L’Organisation mondiale de la santé a déclaré une urgence de santé publique de portée internationale dimanche 19 mai après la détection d’une épidémie d’Ebola (souche Bundibugyo) en RDC et en Ouganda. À ce jour, 51 cas confirmés et près de 600 cas suspects ont été signalés, et aucun vaccin ni traitement homologué n’est disponible pour cette souche, sur la base de l’article 12 du Règlement sanitaire international.
Bilan et zones touchées
51 cas confirmés à ce jour en RDC, concentrés en Ituri et au Nord‑Kivu, à Bunia et Goma, L’Ouganda rapporte 2 cas à Kampala, dont 1 décès, chez des voyageurs venus de RDC, Un Américain travaillant en RDC a été rapatrié positif en Allemagne.
Mais le pire reste à venir : près de 600 cas suspects et 139 décès suspects sont recensés, L’OMS prévoit une hausse, le virus ayant circulé longtemps avant la détection.
5 facteurs d’inquiétude selon Tedros
Propagation urbaine, le virus touche désormais plusieurs grandes villes.
Soignants touchés, des décès parmi le personnel médical signalent une transmission à l’hôpital.
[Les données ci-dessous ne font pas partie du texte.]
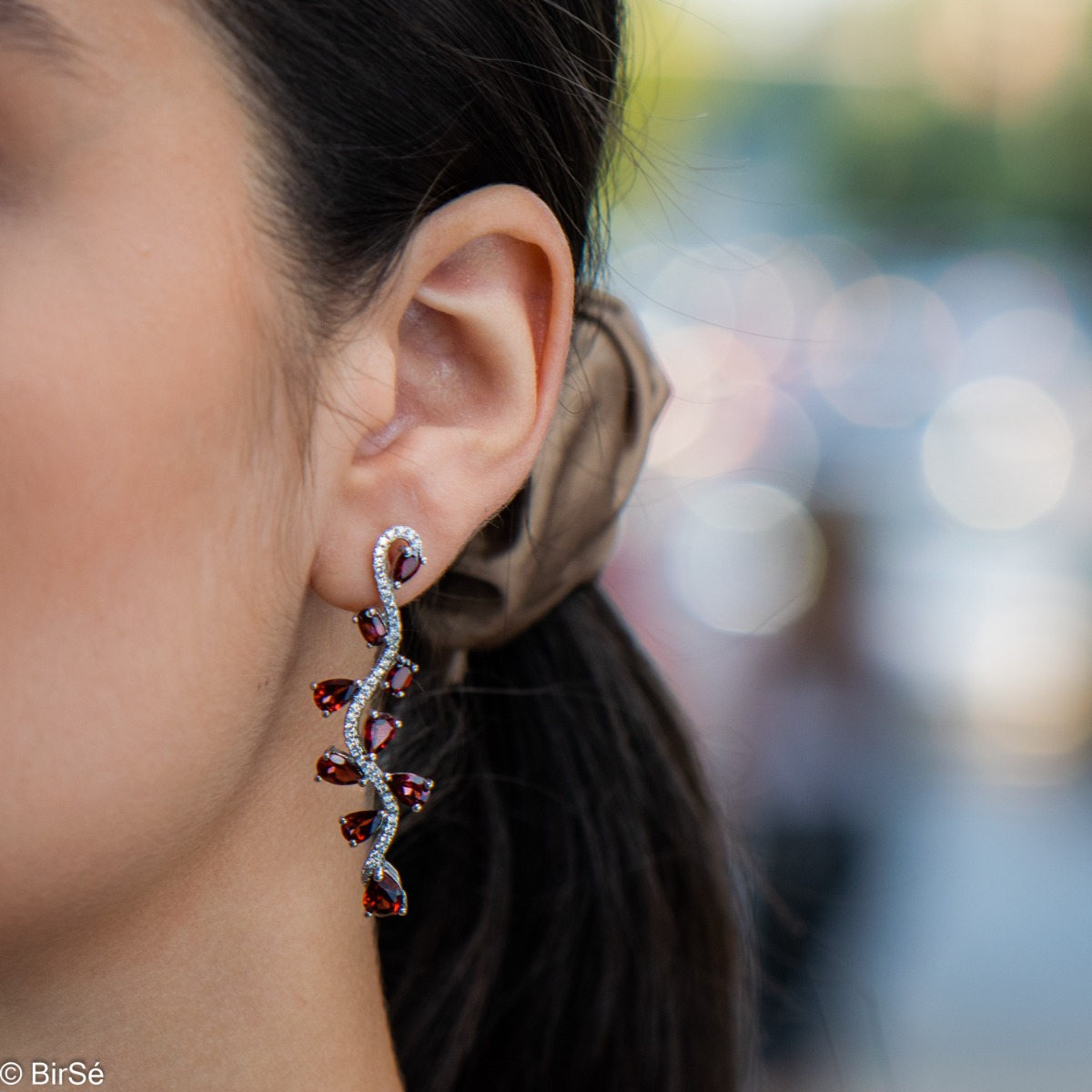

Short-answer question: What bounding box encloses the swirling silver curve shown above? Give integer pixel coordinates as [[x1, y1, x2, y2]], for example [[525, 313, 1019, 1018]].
[[345, 525, 425, 895]]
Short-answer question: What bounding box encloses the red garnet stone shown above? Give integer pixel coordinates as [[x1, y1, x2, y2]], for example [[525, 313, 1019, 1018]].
[[315, 747, 360, 785], [355, 610, 387, 646], [389, 774, 432, 812], [391, 550, 420, 584], [364, 868, 406, 917], [364, 709, 399, 754], [340, 812, 383, 845], [311, 679, 359, 716], [387, 664, 413, 698]]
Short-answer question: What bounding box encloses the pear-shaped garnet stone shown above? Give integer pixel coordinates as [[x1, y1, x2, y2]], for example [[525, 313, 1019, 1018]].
[[387, 664, 413, 698], [311, 679, 359, 716], [315, 747, 360, 785], [364, 868, 406, 917], [388, 774, 432, 812], [364, 709, 399, 754], [340, 812, 383, 845], [354, 608, 387, 646], [391, 548, 420, 584]]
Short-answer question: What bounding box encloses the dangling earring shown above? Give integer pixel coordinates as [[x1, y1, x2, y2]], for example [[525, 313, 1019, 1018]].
[[311, 526, 432, 917]]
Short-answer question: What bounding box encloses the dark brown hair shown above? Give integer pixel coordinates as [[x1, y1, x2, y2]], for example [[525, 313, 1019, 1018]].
[[193, 0, 747, 1092]]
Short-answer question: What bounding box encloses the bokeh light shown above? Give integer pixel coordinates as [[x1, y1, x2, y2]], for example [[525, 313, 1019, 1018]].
[[810, 277, 959, 427], [922, 377, 1075, 531], [662, 479, 824, 634]]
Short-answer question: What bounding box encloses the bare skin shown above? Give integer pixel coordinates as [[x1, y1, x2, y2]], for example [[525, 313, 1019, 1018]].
[[0, 0, 572, 1092]]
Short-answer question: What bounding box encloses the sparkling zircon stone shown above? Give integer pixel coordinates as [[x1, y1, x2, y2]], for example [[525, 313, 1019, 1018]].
[[391, 550, 420, 584], [389, 774, 432, 812], [340, 812, 383, 845], [311, 679, 359, 716], [387, 664, 413, 698], [364, 710, 399, 754], [355, 610, 387, 645], [364, 868, 406, 917], [315, 747, 360, 785]]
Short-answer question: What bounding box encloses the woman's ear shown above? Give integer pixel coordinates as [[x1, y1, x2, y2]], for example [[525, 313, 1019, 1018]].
[[298, 186, 573, 611]]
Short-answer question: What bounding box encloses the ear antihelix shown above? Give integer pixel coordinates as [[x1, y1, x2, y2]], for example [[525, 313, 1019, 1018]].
[[311, 525, 432, 917]]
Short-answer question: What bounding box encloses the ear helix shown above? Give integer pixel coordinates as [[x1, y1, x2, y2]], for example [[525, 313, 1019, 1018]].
[[311, 526, 432, 917]]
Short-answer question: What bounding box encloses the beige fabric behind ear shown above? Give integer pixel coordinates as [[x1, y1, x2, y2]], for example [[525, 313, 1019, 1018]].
[[413, 291, 668, 651]]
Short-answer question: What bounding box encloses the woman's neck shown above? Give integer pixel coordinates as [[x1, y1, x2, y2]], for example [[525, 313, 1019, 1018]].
[[0, 716, 402, 1092]]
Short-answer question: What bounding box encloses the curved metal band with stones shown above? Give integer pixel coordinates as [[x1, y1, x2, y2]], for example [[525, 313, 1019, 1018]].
[[345, 526, 422, 884]]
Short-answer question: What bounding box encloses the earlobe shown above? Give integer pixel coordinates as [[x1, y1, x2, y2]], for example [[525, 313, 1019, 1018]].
[[311, 186, 573, 611]]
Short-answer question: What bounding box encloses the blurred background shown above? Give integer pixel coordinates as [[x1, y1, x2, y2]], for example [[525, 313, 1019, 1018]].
[[607, 0, 1092, 1092]]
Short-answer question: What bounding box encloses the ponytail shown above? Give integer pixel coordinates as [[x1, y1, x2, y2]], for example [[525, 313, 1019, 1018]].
[[379, 585, 746, 1092]]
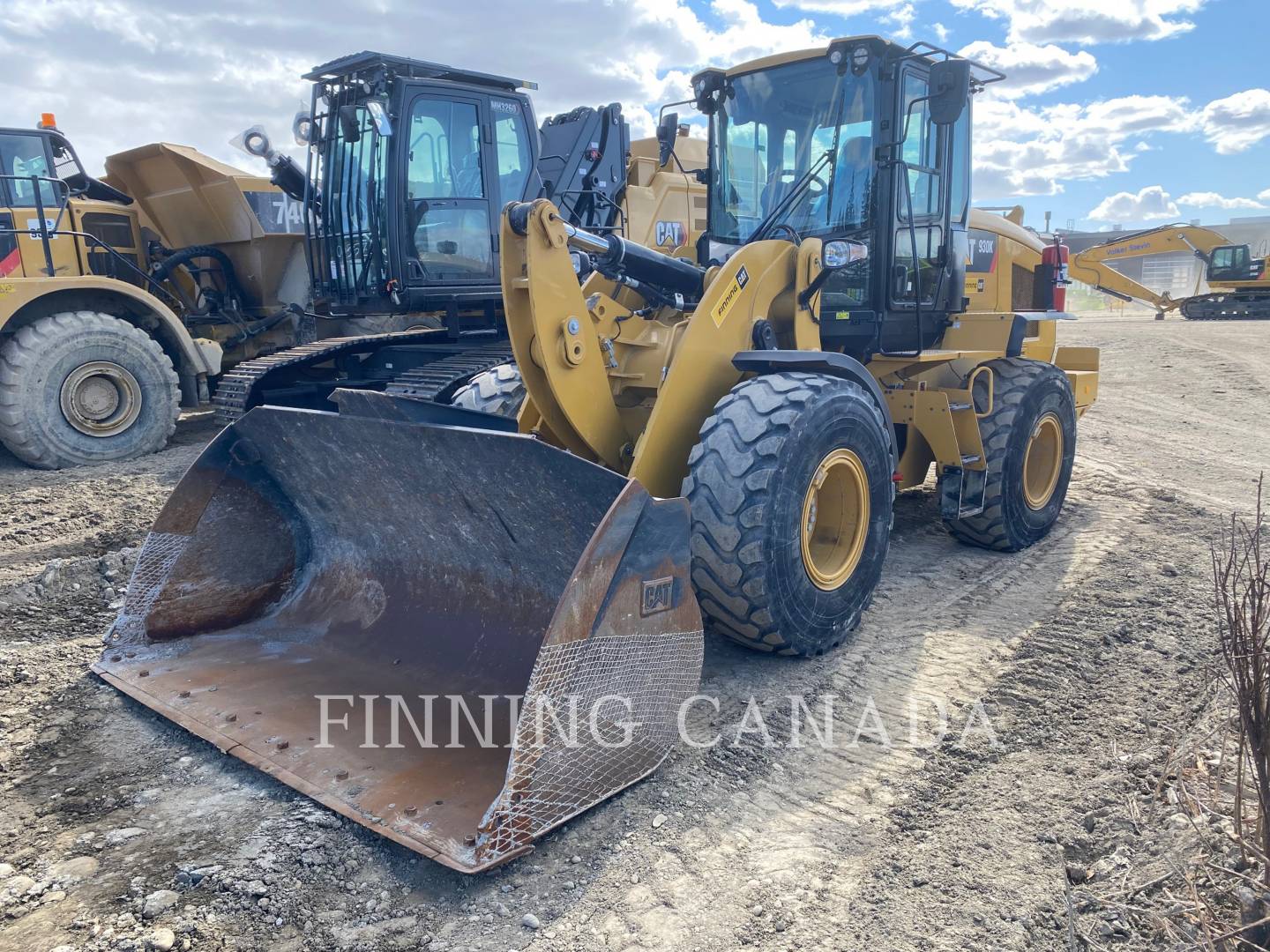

Conflit et déplacements, l’Ituri est en pleine escalade depuis fin 2025, plus de 100 000 déplacés récents et une zone minière entraînent des mouvements de population à haut risque.
Souche dangereuse, il s’agit du virus Bundibugyo, pour lequel il n’existe ni vaccin ni traitement homologué.
Sous‑évaluation, l’ampleur réelle en RDC serait « bien plus importante » que les chiffres officiels.
Réponse internationale déjà lancée
L’OMS a dépêché une équipe sur le terrain et débloqué 3,9 millions USD via son fonds d’urgence, Tedros a salué la RDC et surtout l’Ouganda, le Président Museveni a annulé les commémorations de la Journée des martyrs qui rassemblent 2 millions de personnes.
Risque évalué « élevé » au niveau national et régional, « faible » au niveau mondial, Pas de pandémie déclarée, mais la mobilisation est immédiate.
Qu’est‑ce que le virus Bundibugyo ?
Le virus Bundibugyo est une espèce d’Ebola identifiée en 2007, responsable de formes sévères d’hémorragie virale. Sa transmission se fait par contact direct avec fluides corporels infectés ou surfaces souillées.
Il provoque fièvre, diarrhée, vomissements, et souvent hémorragies, avec forte mortalité. Aucun vaccin ou traitement homologué n’est disponible spécifiquement pour cette souche.